The future of the Republican Party

To show that I have not been totally oblivious to some of the larger issues during my trip, I had another thought about the McCain selection of Sarah Palin as his running mate. I have expressed puzzlement and concern about this pick before, and Governor Palin's remarkable media and popular attention has done little to dispel my misgivings.

I accepted long ago that I would rarely find absolutely perfect politicians to get behind. While it is clear that I lean toward Obama, I have doubts as to his ability to effect major change in Washington, and doubt that he even really means to. It's very hard for someone for whom the system has consistently worked to understand how badly it is failing for so many. When Obama did his community work, his "customers" were people who had fairly obvious problems, be it addiction or poor education or long-term poverty, and helping them, while frustrating at times, was a matter of gaining for them opportunities to get things they had never had - addiction counseling, training, and so forth.

But the problems that confront a growing number of people today are afflicting some who have done the right things, who have gone to the "right" schools and had good jobs, but are seeing opportunities to succeed taken away by those who would rather use overseas or immigrant labor. I don't believe the problems of income inequality and, worse, opportunity inequality are likely to be solved by legislative fiat; therefore, those problems, the result of complex social and economic transactions, will be harder to solve, and I don't think Obama has the answers to them (as I have written before, there is no reason to believe that New Energy will beget a New Economy, and Obama's inability or unwillingness to understand that is a major blind spot).

But let's look at McCain's choice of Palin, what that implies for the Republican Party in the future, and what that says about John McCain, the "original maverick."

Whatever happens in November, Sarah Palin is poised to become a major figure in the party for at least the next 30 years (ending around the time she becomes a great-great-grandmother). Her fame and popularity, which may actually be enhanced if her ticket loses this fall (the actual need to govern so often causes problems, darn it), will ensure that she will be a "name" for years to come. And that means the party will likely continue on its current path, its theocratic, anti-science, anti-logic, know-nothing path. And that means there will not be a place in it for people like me, well, probably as long as I'll be here.

I have written before that I am a lapsed Republican, and that is largely the result of the party moving away from me, beginning in the time of Ronald Reagan and continuing through the reign of G.W. Bush. All of the precepts that I grew up believing are no longer convenient for the party, not in the Atwater-Rove period of anything-for-a-win, and I cannot in all conscience call myself a Republican any longer. And there is nothing in the record or stated beliefs of Sarah Palin that could bring me back. If she is a dominant Republican force going forward, I, and I believe other moderate Republicans, will have no standing in a party made up of ignoramuses (no, not "ignorami," no matter how cute I might think it is). The chant of "Drill, baby, drill" at the Republican convention was chilling in its celebration of stupidity.

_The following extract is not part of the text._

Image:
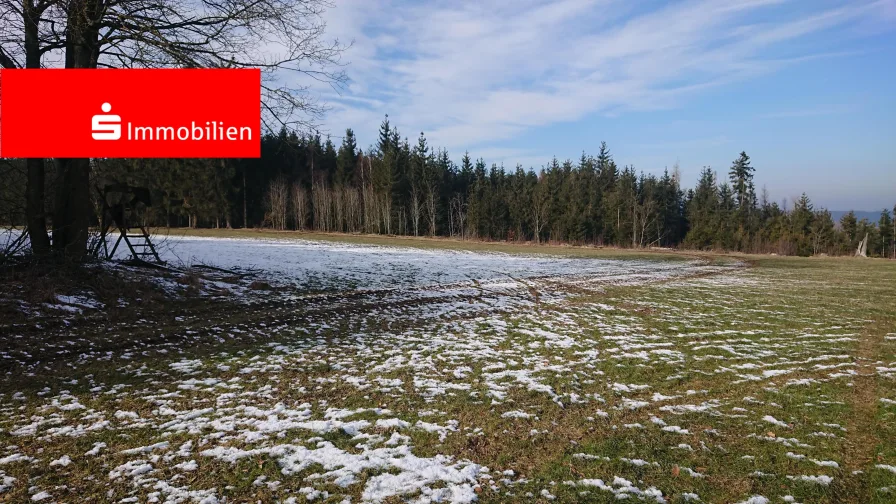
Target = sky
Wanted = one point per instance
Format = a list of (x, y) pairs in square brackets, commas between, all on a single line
[(805, 87)]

And what does this say about the judgment of John McCain? As a self-styled maverick, one who ostensibly takes issue with the policies of George W. Bush, he might be thought to want to move the party away from its bizarre and ahistorical orthodoxy of the past few years. His apparent desire to pick Joe Lieberman as his running mate, no matter how disastrous I would think that to be in specific, showed that kind of willingness. I wanted to believe that he desired taking the party in a new direction, one that might have a place for people like me.

But then he chose Palin, whose People magazine-ready personal narrative totally fails to compensate for her antediluvian stand on issues. Either McCain recognizes that he is casting the party into a direction antithetical to his previous stance, or he doesn't care, so desperate is he to appease the base and win the election. Whichever is true, that is simply not the kind of thinking we need in this country today, and I am content to cast my lot with the thoughtful candidate, the one who seeks out different viewpoints in formulating his decisions. And, no matter how it squares with my upbringing, that candidate is the Democrat.


Greg said...

I believe it was the latter: McCain chose Palin because she is an ideologue who can help mobilize the Republican base. QED.

Androcass said...


I believe you're right, but it runs so counter to the stated McCain message that I have serious trouble with it. I have to think that his loss to Bush in 2000 was so astounding to his world view that he is now going to do anything to win, which of course casts him as just another politician instead of "the maverick." Wouldn't it be nice to find just one politician who gets better as we know more about him/her - I've never seen it.